Colonialism — its governmental structures, its economic policies, its cruel
punishments — was enacted not by the foreign colonizer but the native
bureaucrat: Indonesians who joined the ranks of the Dutch government or
otherwise act as informants for Dutch authorities.
To bring this to modern-day Indonesia, the
narrative fits quite well. The exploitative relationship inherent to
colonialism is still there, but they are imposed not by foreign powers but by,
as I stated, Indonesian businessmen, investors and policy makers. Or, in
Prabowo’s words, tools of the oligarchs.
Prabowo’s Indonesia is also postcolonial in yet
another sense. Postcolonialism also refers to a school of criticism in history
and literature. Here, the focus is not governance or economics, but the realm
of language, speech, and representation. The postcolonial critics, Edward Said
or Gayatri Spivak among them, would argue that the colonizer enacts violence
not by brute military force but by dominating historical narratives. Those who
are oppressed, termed by some as subaltern, are forced to the margins, if not
disappearing from the narrative altogether. They are powerless because they are
silenced. This is certainly true in Indonesia. As Prabowo says, Indonesians
“have always been lied to, they’ve always been considered stupid” — but the
question is: by whom?
For decades, the literal writing of history,
through government-sanctioned school books, teaches a singular, linear
narrative of Indonesia’s colonial period, independence, and troubled
decolonization. But not all voices are represented.

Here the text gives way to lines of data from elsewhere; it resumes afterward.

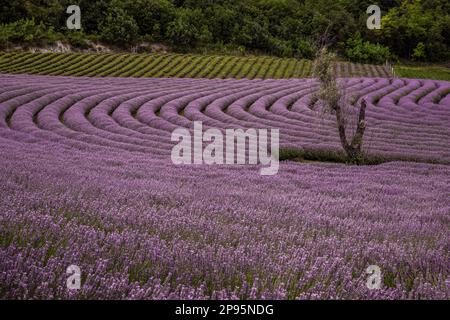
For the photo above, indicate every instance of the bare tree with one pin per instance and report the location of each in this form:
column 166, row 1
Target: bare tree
column 333, row 98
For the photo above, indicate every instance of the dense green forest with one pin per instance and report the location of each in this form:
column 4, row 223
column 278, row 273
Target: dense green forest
column 415, row 30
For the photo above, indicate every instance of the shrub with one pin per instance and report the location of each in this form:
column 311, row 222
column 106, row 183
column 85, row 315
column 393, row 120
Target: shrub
column 119, row 28
column 358, row 50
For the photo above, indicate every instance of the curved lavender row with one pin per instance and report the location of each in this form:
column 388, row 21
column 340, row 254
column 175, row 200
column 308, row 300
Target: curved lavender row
column 139, row 114
column 141, row 228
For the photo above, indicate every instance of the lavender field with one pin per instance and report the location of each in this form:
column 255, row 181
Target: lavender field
column 87, row 180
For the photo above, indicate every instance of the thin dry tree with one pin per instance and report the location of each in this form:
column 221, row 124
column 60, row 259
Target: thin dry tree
column 333, row 99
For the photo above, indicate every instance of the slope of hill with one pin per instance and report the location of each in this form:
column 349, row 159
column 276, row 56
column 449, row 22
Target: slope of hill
column 173, row 65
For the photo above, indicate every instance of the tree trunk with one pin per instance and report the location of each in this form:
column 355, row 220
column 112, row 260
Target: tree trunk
column 353, row 150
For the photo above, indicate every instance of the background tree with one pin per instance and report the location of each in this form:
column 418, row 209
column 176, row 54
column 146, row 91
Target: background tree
column 335, row 101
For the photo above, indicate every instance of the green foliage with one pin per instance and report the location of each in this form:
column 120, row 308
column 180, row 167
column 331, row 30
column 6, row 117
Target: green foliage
column 358, row 50
column 414, row 22
column 27, row 32
column 119, row 28
column 419, row 52
column 286, row 28
column 188, row 29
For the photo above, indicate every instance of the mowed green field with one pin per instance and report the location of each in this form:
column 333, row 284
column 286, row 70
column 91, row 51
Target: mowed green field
column 173, row 65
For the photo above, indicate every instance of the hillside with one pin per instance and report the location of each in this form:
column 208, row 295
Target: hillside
column 173, row 65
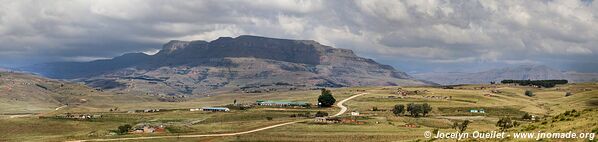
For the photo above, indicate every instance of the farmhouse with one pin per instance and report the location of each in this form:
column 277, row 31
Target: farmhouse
column 477, row 111
column 149, row 129
column 280, row 103
column 411, row 125
column 326, row 120
column 214, row 109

A historical, controversial example is the
Communist Party of Indonesia (PKI). The official, dominant narrative claims
that they were responsible for the Lubang Buaya incident and aborted coup,
which justified the ensuing mass killings in the mid-1960s. But evidence of
this is inconclusive. Yet stories of the victims and their descendants have
been silenced. Or take a current, developing example: the migrant workers in
Hong Kong who claim their right to vote was denied this election at Victoria
Park. But in the official, dominant narrative, reflected in the General
Election Commission’s (KPU) decision to deny their requests for a re-vote, they
were the ones who broke the rules. The PKI, migrant workers, religious and
ethnic minorities — these are Indonesia’s subalterns.
So what does this have to do with Prabowo?
Prabowo uses postcolonialism in his campaign by
pointing at the looming threat of “foreigners,” “the West,” and
“neoliberalism,” to play on Indonesian minds still wary of colonial oppression
— colonialism in the first sense. Postcolonialism is also what allows him to
talk about national unity, about not repeating “losses” like Timor Leste. Even
though, outside the official narrative dominant in Indonesia, Timor Leste
simply was a territory occupied by the Indonesian military, and whose people
fought for their independence. Though this narrative, too, is silenced —
colonialism in the second sense.
Perhaps a more apt, though imperfect, term is not
postcolonialism but neocolonialism. Indonesians still suffer from exploitative
policies and a problematic mentality. The people are powerless. But not because
of “the old time colonialist perception.” They are powerless because they are
colonized in the present — politically, economically, psychologically — by none
other than present-day native bureaucrats.
But Indonesia needs not remain in this
psychological trap forever. In fact, Prabowo may have just provided the
strongest argument for his opponent’s call for a “mental revolution.”
Aria Danaparamita is a journalist and former
Freeman Asian Scholar at Wesleyan University in the United States.